On 06/07/2017 12:12 AM, Ali Çehreli wrote:
On 06/06/2017 12:13 PM, Jesse Phillips wrote:
 > On Monday, 5 June 2017 at 23:17:46 UTC, Ali Çehreli wrote:
 >>     auto a = [ 1, 2, 3, 4 ];
 >>     auto b = a;
[...]

The only issue remaining for me is the part that you've quoted:

Jesse Phillips didn't quote the spec. I guess you mean me.

For reference, the spec quote again [1]: "one may use the .capacity property to determine how many elements can be appended to the array without reallocating."

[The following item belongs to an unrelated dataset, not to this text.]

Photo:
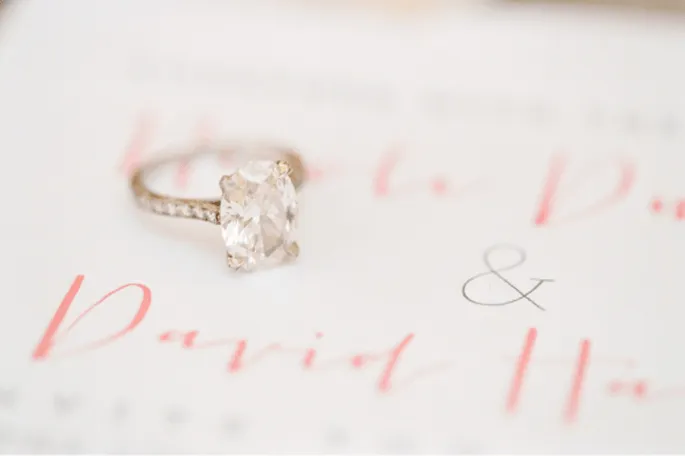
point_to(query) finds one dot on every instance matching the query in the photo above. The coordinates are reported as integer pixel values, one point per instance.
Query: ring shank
(200, 209)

If we can trust capacity per spec, like we would trust after calling reserve(), then a and b in my code above are counter examples where both a and b have capacity initially but one of them will lose its capacity as soon as the other one gains an element.

`reserve` works the same. `reserve`d capacity is still capacity and it can get snapped away by another slice.

----
void main()
{
    import std.stdio;

    int[] foo;
    writeln(foo.capacity); /* 0 */

    foo.reserve(10);
    writeln(foo.capacity); /* 15 */

    int[] bar = foo;
    bar ~= 1;
    writeln(foo.capacity); /* 0 -- bar took the capacity */
    writeln(bar.capacity); /* 15 */
}
----

You understand the spec to say that because `foo.capacity` is 15 at one point, you should then be able to put 15 elements into `foo` without relocation. And what `bar` does in the meantime shouldn't matter.

I don't think the spec is supposed to make that strong a guarantee, but I see how it can be interpreted that way. Maybe it should be reworded/amended to describe the actual behavior more precisely.